Unter der 2-Millionen-Grenze

Nur: Illegal hat er damit nicht gehandelt. Die heutige Geschäftsordnung erlaubt ihm, mit Immobilien zu verkehren, wie er es für richtig hält, solange es sich um Beträge von unter 2 Millionen Franken handelt. Den Verkaufspreis hat der Stadtrat bisher zwar nicht offengelegt. Er wird aber auf rund 400'000 Franken geschätzt und läge damit weit unter der Grenze, ab der die Exekutive Verkaufsvorhaben absegnen lassen muss.

Müller bezieht sich im Motionstext auch explizit auf die Episode Alter Bären: Der städtische Liegenschaftshandel solle einer «breiteren Diskussion unterliegen, damit das Resultat des demokratischen Willensbildungsprozesses künftig breiter abgestützt ist, als dies beispielsweise beim Verkauf des Alten Bären der Fall war», schreibt er.

Ein Misstrauensvotum

Dabei hat Müller nicht einmal ein Problem damit, dass der Stadtrat den Alten Bären verkauft hat: Er ist der Meinung, dass Dietikon sich sukzessive von seinen Immobilien im Finanzvermögen trennen soll, «da der Stadtrat offensichtlich nicht in der Lage ist, diese zu bewirtschaften»; Müller hat aus diesem Grund auch die Initiative zum Verbleib der Liegenschaft im Besitz der Stadt nicht unterschrieben. Vielmehr stört ihn, wie der Stadtrat die Sache handhabte. «Es geht nicht an, dass die Exekutive einerseits die Parlamentarier falsch informiert und andererseits die Initianten Unterschriften sammeln lässt, während der Entscheid schon längst gefällt war», erklärt Müller.

Der Vorstoss sei grundsätzlich ein Misstrauensvotum, räumt Müller ein. Doch er ist überzeugt, dass letztlich auch der Stadtrat davon profitieren würde, wenn er nicht wie bisher «quasi freihändig agieren» könne: Wenn die Entscheide des Stadtrats vermehrt öffentlich diskutiert würden, wären sie besser legitimiert, glaubt er. «Dann wäre der Stadtrat auch dem Vorwurf der Mauscheleien im stillen Kämmerchen weniger ausgesetzt.»

Tiefere Limite in Schlieren

Unterstützung erhält Müller von Gemeinderäten der SP, Grünen, AL und CVP, von denen die meisten im Komitee für die kommunale Volksinitiative «Ja zum historischen Ortskern» tätig sind. Darunter auch Manuel Peer, der die neue, reduzierte Obergrenze beim Liegenschaftshandel bereits von seinem früheren Arbeitgeber, der Stadt Schlieren, kennt. Dort kann der Stadtrat in eigener Kompetenz nur Liegenschaften im Wert von maximal 200'000 Franken verkaufen oder abtauschen. Beim Kauf gilt jedoch die gleiche Obergrenze wie in Dietikon: 2 Millionen Franken. «Damit lebt Schlieren offensichtlich nicht schlechter als Dietikon», sagt Peer.

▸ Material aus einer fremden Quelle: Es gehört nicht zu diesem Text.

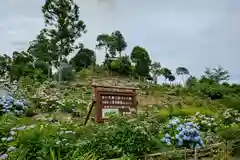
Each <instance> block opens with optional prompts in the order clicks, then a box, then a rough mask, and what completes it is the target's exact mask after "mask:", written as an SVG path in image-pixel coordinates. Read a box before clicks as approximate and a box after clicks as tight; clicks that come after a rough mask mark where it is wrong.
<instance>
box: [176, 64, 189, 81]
mask: <svg viewBox="0 0 240 160" xmlns="http://www.w3.org/2000/svg"><path fill="white" fill-rule="evenodd" d="M176 74H177V75H178V76H179V75H181V76H182V81H183V83H184V75H189V70H188V69H187V68H185V67H178V68H177V69H176Z"/></svg>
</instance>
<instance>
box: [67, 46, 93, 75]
mask: <svg viewBox="0 0 240 160" xmlns="http://www.w3.org/2000/svg"><path fill="white" fill-rule="evenodd" d="M95 63H96V55H95V53H94V51H93V50H90V49H87V48H82V49H80V50H79V51H78V53H77V54H76V55H75V56H74V57H73V58H72V59H71V60H70V64H71V65H72V66H73V67H74V68H75V70H76V71H77V72H78V71H80V70H82V69H85V68H88V67H89V66H90V65H94V64H95Z"/></svg>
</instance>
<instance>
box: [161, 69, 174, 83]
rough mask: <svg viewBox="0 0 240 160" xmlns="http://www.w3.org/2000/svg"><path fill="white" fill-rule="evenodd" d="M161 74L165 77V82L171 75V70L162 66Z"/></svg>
mask: <svg viewBox="0 0 240 160" xmlns="http://www.w3.org/2000/svg"><path fill="white" fill-rule="evenodd" d="M161 75H163V76H164V77H165V82H166V80H167V79H168V77H169V76H171V75H172V72H171V70H169V69H168V68H165V67H164V68H162V69H161Z"/></svg>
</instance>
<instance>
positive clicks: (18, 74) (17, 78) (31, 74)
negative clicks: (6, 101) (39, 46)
mask: <svg viewBox="0 0 240 160" xmlns="http://www.w3.org/2000/svg"><path fill="white" fill-rule="evenodd" d="M33 62H34V59H33V57H32V56H31V55H29V54H28V53H27V52H16V51H15V52H13V57H12V64H11V67H10V69H9V70H10V71H9V76H10V80H11V81H13V80H19V79H20V78H21V77H22V76H23V77H24V76H28V77H32V76H33V73H34V65H33Z"/></svg>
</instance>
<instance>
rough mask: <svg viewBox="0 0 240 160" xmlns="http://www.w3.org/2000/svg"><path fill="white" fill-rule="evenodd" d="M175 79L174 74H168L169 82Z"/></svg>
mask: <svg viewBox="0 0 240 160" xmlns="http://www.w3.org/2000/svg"><path fill="white" fill-rule="evenodd" d="M175 79H176V78H175V76H174V75H172V74H171V75H169V76H168V80H169V82H170V83H172V82H173V81H175Z"/></svg>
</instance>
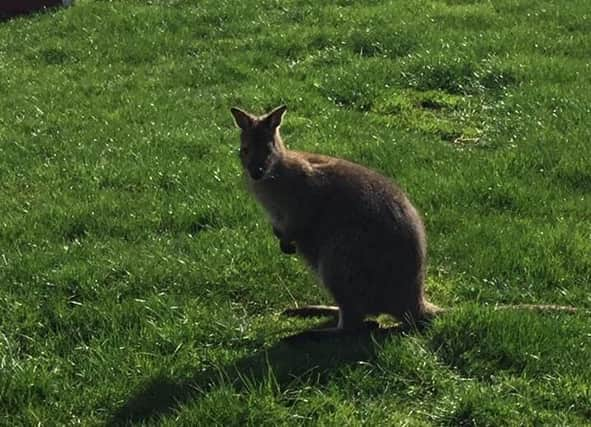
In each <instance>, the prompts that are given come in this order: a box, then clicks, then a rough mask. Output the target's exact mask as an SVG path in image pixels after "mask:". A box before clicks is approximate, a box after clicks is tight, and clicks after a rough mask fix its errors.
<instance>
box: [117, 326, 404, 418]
mask: <svg viewBox="0 0 591 427" xmlns="http://www.w3.org/2000/svg"><path fill="white" fill-rule="evenodd" d="M405 331H407V330H406V329H404V328H402V327H392V328H387V329H379V328H376V327H375V325H372V327H370V328H368V329H367V330H365V331H363V332H360V333H356V334H354V335H353V334H351V335H335V336H323V337H314V336H309V335H308V334H307V332H303V333H300V334H297V335H293V336H290V337H287V338H284V339H282V340H280V341H279V342H277V343H276V344H275V345H273V346H272V347H271V348H269V349H266V350H265V351H261V352H258V353H255V354H253V355H251V356H247V357H244V358H242V359H239V360H238V361H236V362H234V363H232V364H228V365H227V366H223V367H221V368H210V369H207V370H205V371H203V372H198V373H196V374H195V375H194V376H192V377H190V378H188V379H184V380H175V379H171V378H166V377H156V378H153V379H152V380H150V381H149V382H148V383H147V384H145V385H144V386H143V387H141V388H140V389H139V390H137V391H136V392H135V394H133V395H132V396H131V397H130V398H129V400H128V401H127V402H126V403H125V404H123V405H122V406H121V407H120V408H119V409H118V410H117V411H116V412H115V413H114V414H113V415H112V416H111V418H110V419H109V421H108V422H107V425H108V426H120V425H130V424H135V423H143V422H146V421H149V420H155V419H158V418H161V417H164V416H167V415H169V414H171V413H173V412H175V411H176V410H177V409H178V408H179V407H180V406H181V405H183V404H184V403H188V402H191V401H197V400H199V399H201V398H203V397H205V396H206V395H207V393H208V392H209V391H211V390H213V389H215V387H216V386H218V385H219V384H220V383H224V384H226V383H229V384H232V385H233V386H234V387H235V388H236V389H237V390H241V389H244V388H245V387H246V386H245V383H244V379H245V378H247V379H248V382H249V383H251V382H252V383H255V384H259V383H262V382H264V381H265V380H266V379H268V378H269V374H270V373H271V372H272V375H273V376H274V378H275V379H276V381H277V384H278V385H279V386H280V387H284V386H288V385H289V384H291V383H293V382H294V381H295V380H297V381H302V380H306V379H313V380H314V381H315V382H320V383H323V382H326V380H327V377H328V375H329V374H330V372H334V371H335V370H337V369H339V368H340V367H343V366H345V365H349V364H353V363H355V362H358V361H360V360H363V361H366V362H371V361H372V360H374V359H375V358H376V355H377V351H378V350H379V349H380V348H381V347H382V344H383V343H384V341H385V340H386V339H387V337H388V336H392V335H399V334H401V333H403V332H405ZM270 371H271V372H270Z"/></svg>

Das Beispiel Schlieren zeige übrigens auch, dass sich der Stadtrat nicht davor fürchten müsse, dass er danach jegliche Handlungsfähigkeit verlieren würde. «In Schlieren sind ähnliche Fälle immer problemlos durch die Räte gegangen», sagt er. Es sei aber wichtig, dass der Gemeinderat sich einschalten könne, wenn er es für nötig befände. Denn: «Was der Stadt gehört, gehört der Allgemeinheit.»

Keine Unterstützung kann die Motion aber von SVP und FDP erwarten. Die SVP habe sich an ihrer Fraktionssitzung soeben «ganz klar» dagegen ausgesprochen, wie Fraktionspräsident Stephan Wittwer auf Anfrage erklärt. Die Motion sei ein Misstrauensvotum gegen den Stadtrat, zudem würde die neue Obergrenze «den Stadtrat zu stark in seinem Handlungsspielraum einschränken und faktisch den Liegenschaftshandel zur Legislative verschieben, was die Pendenzenliste des Gemeinderates zusätzlich befrachten würde». Bei der FDP tönt es gleich, wie Fraktionspräsident Martin Romer bestätigt: Man wolle die «Gewaltentrennung nicht untergraben».

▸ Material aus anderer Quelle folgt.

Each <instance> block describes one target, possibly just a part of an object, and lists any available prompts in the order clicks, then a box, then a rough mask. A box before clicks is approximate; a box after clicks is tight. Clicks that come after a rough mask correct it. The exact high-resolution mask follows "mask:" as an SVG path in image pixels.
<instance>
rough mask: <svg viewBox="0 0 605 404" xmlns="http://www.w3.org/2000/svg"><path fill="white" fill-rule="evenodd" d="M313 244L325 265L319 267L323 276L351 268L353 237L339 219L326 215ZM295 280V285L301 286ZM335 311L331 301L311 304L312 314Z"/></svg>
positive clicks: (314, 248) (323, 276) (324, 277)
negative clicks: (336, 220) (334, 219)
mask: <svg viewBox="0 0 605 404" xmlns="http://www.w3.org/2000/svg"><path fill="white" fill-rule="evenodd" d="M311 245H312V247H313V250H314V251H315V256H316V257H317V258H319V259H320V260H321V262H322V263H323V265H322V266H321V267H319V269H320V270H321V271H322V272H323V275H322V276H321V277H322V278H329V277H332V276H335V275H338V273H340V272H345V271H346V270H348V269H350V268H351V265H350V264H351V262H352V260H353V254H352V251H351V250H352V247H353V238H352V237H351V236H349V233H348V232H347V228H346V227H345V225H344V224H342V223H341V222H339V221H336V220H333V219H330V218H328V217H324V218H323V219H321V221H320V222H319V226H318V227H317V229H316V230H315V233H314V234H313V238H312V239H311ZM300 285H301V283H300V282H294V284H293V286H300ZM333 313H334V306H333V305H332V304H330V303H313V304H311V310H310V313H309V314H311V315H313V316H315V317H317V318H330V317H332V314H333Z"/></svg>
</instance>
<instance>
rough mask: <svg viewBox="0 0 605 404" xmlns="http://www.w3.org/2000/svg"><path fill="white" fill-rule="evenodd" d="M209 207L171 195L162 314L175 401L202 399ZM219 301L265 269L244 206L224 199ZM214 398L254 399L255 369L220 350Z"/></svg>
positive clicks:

Der Stadtrat befasst sich erst an seiner Sitzung vom 1. Juni mit der Motion. Wittwer hofft, dass er sie nicht entgegennehmen wird. «Das Zünglein an der Waage werden aber wohl die kleinen Parteien spielen.» Auch Motionär Müller weiss, dass sich die Chancen, dass seine Motion durchkommt, in Grenzen halten. «Doch wichtig ist, dass eine Diskussion stattfindet.»